London judges have ruled that some of the world’s biggest insurers were wrong to reject tens of thousands of claims from small firms battered by the COVID-19 pandemic, Britain’s Financial Conduct Authority (FCA) said on Tuesday.
The FCA, which brought the test case against insurers in a closely-watched lawsuit estimated to affect 370,000 businesses and billions of pounds of insurance claims, said the court had found in favor of policyholders’ arguments on the majority of key issues in a complex, 162-page judgment.
The watchdog brought the case against eight insurers, including Hiscox, RSA, QBE and Zurich , in June to clarify whether 21 types of business interruption (BI) policy wordings should pay out for closures and disruption caused by the pandemic.
The regulator has estimated the case could affect more than 60 insurers and 700 different types of policies because many insurance policies have similar wording.
But the complexity of the judgment was underlined by the response from the insurers’ trade body, the Association of British Insurers (ABI). It said the judgment “divided evenly” between insurers and policyholders on the main issues.
Hiscox said fewer than one third of its 34,000 UK BI policies would have to pay out, meaning the net cost to the group would be less than 100 million pounds ($129 million) – compared with initial guidance of up to 250 million pounds.
Its shares were trading 12.6% higher at 1140 GMT.
RSA said some of its policy interpretations had been upheld by the courts and some had not. But its shares rose 5% as it restored its canceled 2019 dividend
The other six insurers did not immediately respond to requests for comment.
Policyholders were jubilant, however.
“This verdict is just what we’ve been waiting for,” said Michael Kill, the chief executive of the Night Time Industries Association (NTIA) trade body.
“The enforced lockdown since March has created unthinkable financial turmoil and stress for many business owners. This verdict gives some reassurance that these businesses will get the payments they deserve to help them survive this period.”
Other policyholder groups called it a “landmark victory.”

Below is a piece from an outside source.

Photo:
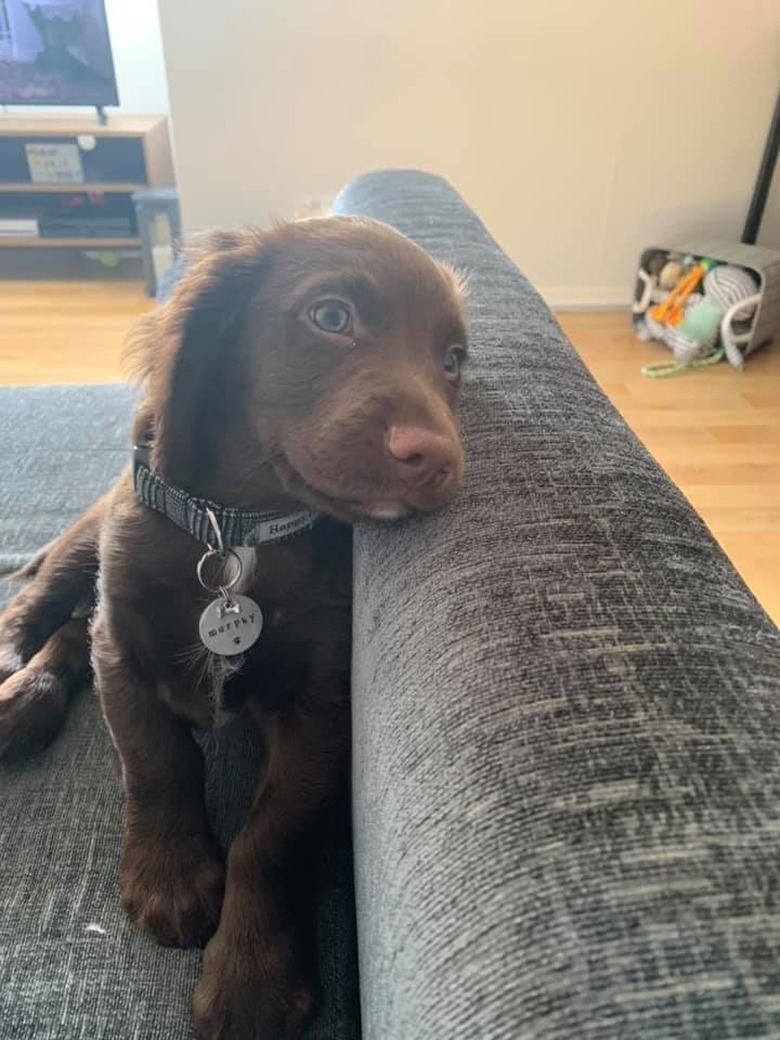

Small businesses – from cafes, wedding planners and beauty parlors to events businesses – said they faced ruin after attempts to claim compensation for business losses during the deadly pandemic, which has prompted the most stringent government restrictions in peacetime history, were rejected by insurers.
Some have signed up to parallel group actions, alleging legitimate claims have been rejected. But the FCA case offered a new legal route by pooling together a group of company policies and taking insurers to court with minimal costs to businesses.
The case was designed to quickly clarify whether the pandemic and a government lockdown in March should trigger BI policies, which provide cover when insured premises cannot be used because of restrictions imposed by a public authority and in the event of a notifiable disease or infection.
Insurers have argued that most policies did not cover the pandemic, that they were paying out valid claims as quickly as possible and that being forced to stump up for all losses from the pandemic would be catastrophic for the insurance industry, and its backup, the reinsurance industry.
If the judgment is appealed it could leapfrog straight to the Supreme Court, the highest UK court, to reduce delay for buckling businesses, lawyers say.